Neural Architecture Search (NAS) for object detection is severely bottlenecked by high evaluation cost, as fully training each candidate YOLO architecture on COCO demands days of GPU time. Meanwhile, existing NAS benchmarks largely target image classification, leaving the detection community without a comparable benchmark for NAS evaluation. To address this gap, we introduce YOLO-NAS-Bench, the first surrogate benchmark tailored to YOLO-style detectors. YOLO-NAS-Bench defines a search space spanning channel width, block depth, and operator type across both backbone and neck, covering the core modules of YOLOv8 through YOLO12. We sample 1,000 architectures via random, stratified, and Latin Hypercube strategies, train them on COCO-mini, and build a LightGBM surrogate predictor. To sharpen the predictor in the high-performance regime most relevant to NAS, we propose a Self-Evolving Mechanism that progressively aligns the predictor's training distribution with the high-performance frontier, by using the predictor itself to discover and evaluate informative architectures in each iteration. This method grows the pool to 1,500 architectures and raises the ensemble predictor's R2 from 0.770 to 0.815 and Sparse Kendall Tau from 0.694 to 0.752, demonstrating strong predictive accuracy and ranking consistency. Using the final predictor as the fitness function for evolutionary search, we discover architectures that surpass all official YOLOv8-YOLO12 baselines at comparable latency on COCO-mini, confirming the predictor's discriminative power for top-performing detection architectures.
Paper Structure (21 sections, 4 figures, 6 tables)

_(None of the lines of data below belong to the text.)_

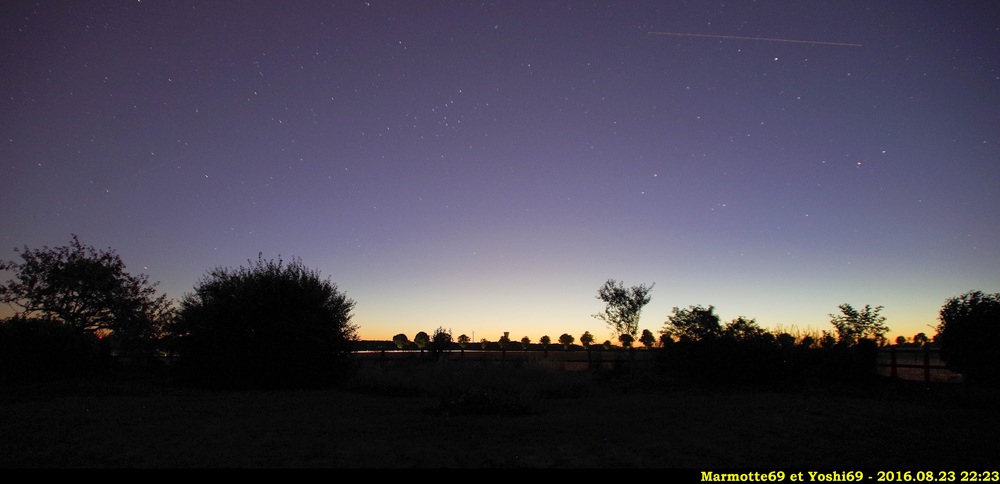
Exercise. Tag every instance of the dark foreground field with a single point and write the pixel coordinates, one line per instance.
(445, 415)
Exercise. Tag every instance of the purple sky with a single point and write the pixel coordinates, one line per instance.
(487, 166)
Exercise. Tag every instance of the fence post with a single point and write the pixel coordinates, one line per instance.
(927, 364)
(892, 361)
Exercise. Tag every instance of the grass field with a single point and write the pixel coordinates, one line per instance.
(437, 415)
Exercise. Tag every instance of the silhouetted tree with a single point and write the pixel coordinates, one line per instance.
(441, 340)
(969, 334)
(400, 340)
(422, 339)
(504, 341)
(693, 324)
(625, 339)
(545, 341)
(566, 339)
(785, 340)
(623, 306)
(827, 340)
(647, 339)
(744, 330)
(853, 324)
(90, 290)
(271, 324)
(807, 341)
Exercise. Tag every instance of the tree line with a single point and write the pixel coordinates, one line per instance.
(279, 323)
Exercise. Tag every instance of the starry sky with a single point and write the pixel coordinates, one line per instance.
(485, 166)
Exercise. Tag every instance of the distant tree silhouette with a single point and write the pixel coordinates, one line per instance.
(90, 290)
(440, 341)
(969, 334)
(400, 340)
(566, 340)
(785, 340)
(504, 341)
(422, 339)
(545, 341)
(271, 324)
(695, 323)
(745, 330)
(625, 339)
(623, 306)
(827, 340)
(647, 339)
(853, 324)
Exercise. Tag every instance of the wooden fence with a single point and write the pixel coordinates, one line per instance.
(915, 363)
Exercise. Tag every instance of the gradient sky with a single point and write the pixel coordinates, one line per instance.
(487, 166)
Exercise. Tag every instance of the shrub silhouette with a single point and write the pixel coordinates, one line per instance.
(268, 325)
(969, 333)
(40, 349)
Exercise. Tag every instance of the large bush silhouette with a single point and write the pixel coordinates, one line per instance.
(969, 334)
(271, 324)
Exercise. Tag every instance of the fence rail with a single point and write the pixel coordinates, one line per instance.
(911, 363)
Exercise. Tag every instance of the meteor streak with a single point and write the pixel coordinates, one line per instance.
(734, 37)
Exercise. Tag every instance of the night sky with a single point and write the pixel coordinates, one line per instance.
(487, 166)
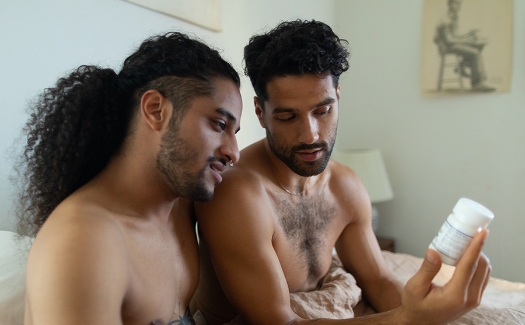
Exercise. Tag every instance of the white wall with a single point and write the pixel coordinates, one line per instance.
(436, 150)
(43, 40)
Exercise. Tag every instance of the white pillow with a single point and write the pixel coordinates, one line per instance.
(13, 260)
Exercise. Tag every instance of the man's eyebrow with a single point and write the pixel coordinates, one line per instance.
(326, 101)
(228, 115)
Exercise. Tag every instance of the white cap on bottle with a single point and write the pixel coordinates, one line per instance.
(472, 213)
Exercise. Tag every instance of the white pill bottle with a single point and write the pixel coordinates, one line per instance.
(466, 220)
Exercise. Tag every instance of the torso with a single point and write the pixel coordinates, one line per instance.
(164, 266)
(161, 262)
(305, 232)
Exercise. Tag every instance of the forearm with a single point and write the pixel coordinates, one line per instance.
(385, 295)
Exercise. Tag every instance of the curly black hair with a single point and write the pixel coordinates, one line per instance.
(77, 126)
(294, 48)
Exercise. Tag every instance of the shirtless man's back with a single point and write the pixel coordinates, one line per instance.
(108, 157)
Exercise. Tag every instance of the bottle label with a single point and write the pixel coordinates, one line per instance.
(451, 242)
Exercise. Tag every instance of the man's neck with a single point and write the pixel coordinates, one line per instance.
(134, 189)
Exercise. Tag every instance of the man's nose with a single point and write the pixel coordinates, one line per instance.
(309, 131)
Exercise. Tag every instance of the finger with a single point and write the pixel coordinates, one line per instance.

This paper contains 21 sections, 4 figures, 6 tables.

Figures (4)

  • Figure 1: Latency vs. mAP on COCO-mini. Architectures discovered by our predictor-guided EA search consistently Pareto-dominate all official YOLO baselines (v8--v12) across the full latency spectrum, demonstrating the strong discriminative power of the YOLO-NAS-Bench surrogate predictor.
  • Figure 2: Overview of the YOLO-NAS-Bench pipeline. (1) A YOLO-style search space spanning channel, depth, and operator dimensions across both backbone and neck is defined. (2) 1,000 architectures are sampled via three complementary strategies and trained on COCO-mini. (3) A LightGBM predictor is trained on the resulting {architecture, mAP} pairs. (4) The Self-Evolving Predictor iteratively expands the pool with high-value architectures discovered by evolutionary search, and retrains the predictor over 10 rounds, yielding an ensemble of 10 LightGBM models over 1,500 architectures.
  • Figure 3: Self-Evolving Predictor. Starting from 1,000 architectures, the loop partitions latency into 10 buckets. For each bucket, EA search selects the top 5 architectures using predicted mAP as fitness and real latency as constraint. In each round, these 50 new architectures are trained on COCO-mini, merged into the pool, and the predictor is retrained. After 10 rounds the pool grows to 1,500 architectures, yielding an enhanced benchmark enriched in the high-performance regime most relevant to NAS.
  • Figure 4: Predicted vs. ground-truth mAP on the full 1,500-architecture pool. Each point is an architecture colored by its sampling source. Points cluster closely around the $y{=}x$ diagonal, confirming strong agreement between the ensemble predictor and ground-truth performance.